Stand Up Paddleboard Tips for Beginners
March 01, 2016Thinking about trying out one of the most popular self propelled water sports? Stand Up Paddleboarding can be fun and a great workout for you and your family. This relaxing sport can give you some unique views of both sea creatures and the beautiful horizon before you. However before you set out you may want to familiarize yourself with some of the basics of Stand Up Paddleboarding. Obviously wear proper floatation devices for safety but also consult with our Crew Members about the type of gear you will need and proper use before you set out. You may even benefit from a lesson so that you can quickly learn and spend more time paddling along. Here are some of these basics to get you started on this enjoyable sport. Once you’ve mastered the basics, there’s almost no limit to the watery worlds you can explore on your stand up paddleboard. Play in the waves and ocean surf, carve turns or learn new strokes. For more tips consult our friendly and capable Crew Members.

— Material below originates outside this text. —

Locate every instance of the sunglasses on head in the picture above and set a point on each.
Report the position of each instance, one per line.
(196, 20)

- Mounting your Paddleboard - At first, you may find it easier to kneel on the board rather than to stand upright. It may also be smart to choose flat calm water for your first excursion. Stand alongside your board with your paddle in shallow water. Hold the board by the rails. Pop yourself onto the board into a kneeling position, just behind the center point of the board. Get a feel for the balance point of the board. Once you’re ready, stand up on the board one foot at a time. Place your feet where your knees were. You might also bring a friend to help stabilize the board as you get the hang of standing on it.
- On the Water - Your feet should be parallel, about hip-width distance apart, centered between the board rails (edges). Don’t stand on the rails. Keep toes pointed forward, knees bent and your back straight. Balance with your hips—not your upper body. Keep your head and shoulders steady and upright, and shift your weight by moving your hips. Your gaze should be level at the horizon. Avoid staring at your feet.
- When You Fall Stand up paddleboarding is fairly easy to learn, but expect to take the occasional fall as you’re gaining skills. For those inevitable times you lose your balance: Aim yourself to the side, so that you fall into the water and not onto the board. Falling onto the board is more likely to cause an injury. If you get separated from your paddle and your board, get your board first, then paddle it to retrieve the paddle.